A strong stomach and a rucksack full of pills saved me from being ill but I am a relatively affluent westerner. For the people who live in these parts of the world help is not always available and water-borne illnesses are often deadly and at the very least seriously debilitating.

If fewer people are sick through dirty water diseases they will be more economically productive because they will be able to work and earn and they will not have to spend so much money on medicines.

In many parts of the developing world people - nearly always women and children - spend between five and six hours a day collecting water.
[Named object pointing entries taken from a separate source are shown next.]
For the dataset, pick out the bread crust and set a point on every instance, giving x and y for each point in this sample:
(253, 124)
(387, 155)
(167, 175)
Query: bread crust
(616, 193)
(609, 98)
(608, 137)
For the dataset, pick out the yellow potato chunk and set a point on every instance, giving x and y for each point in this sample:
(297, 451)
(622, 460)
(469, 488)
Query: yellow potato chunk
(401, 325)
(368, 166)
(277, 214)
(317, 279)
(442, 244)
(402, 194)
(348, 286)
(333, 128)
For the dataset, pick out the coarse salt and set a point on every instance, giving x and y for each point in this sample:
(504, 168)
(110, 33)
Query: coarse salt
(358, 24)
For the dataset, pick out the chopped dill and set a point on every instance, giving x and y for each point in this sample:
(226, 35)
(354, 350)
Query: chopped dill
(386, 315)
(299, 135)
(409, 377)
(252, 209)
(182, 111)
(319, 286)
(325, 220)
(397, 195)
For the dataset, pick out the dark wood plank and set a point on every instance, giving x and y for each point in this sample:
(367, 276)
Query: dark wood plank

Projects like those of WaterAid free up huge amounts of time for these people which means kids can go to school.

Nepal is just one of 14 countries that are benefiting from WaterAid projects in Africa and Asia funded by the charity's annual income for 1996-97 of pounds 7.2m, of which pounds 2.3m came from the Government and the European Union.

An estimated 4.5 million people have so far been helped and a further two million are likely to benefit from projects still to come to fruition.

However, with the world's water crisis looking increasingly serious, WaterAid has its work cut out.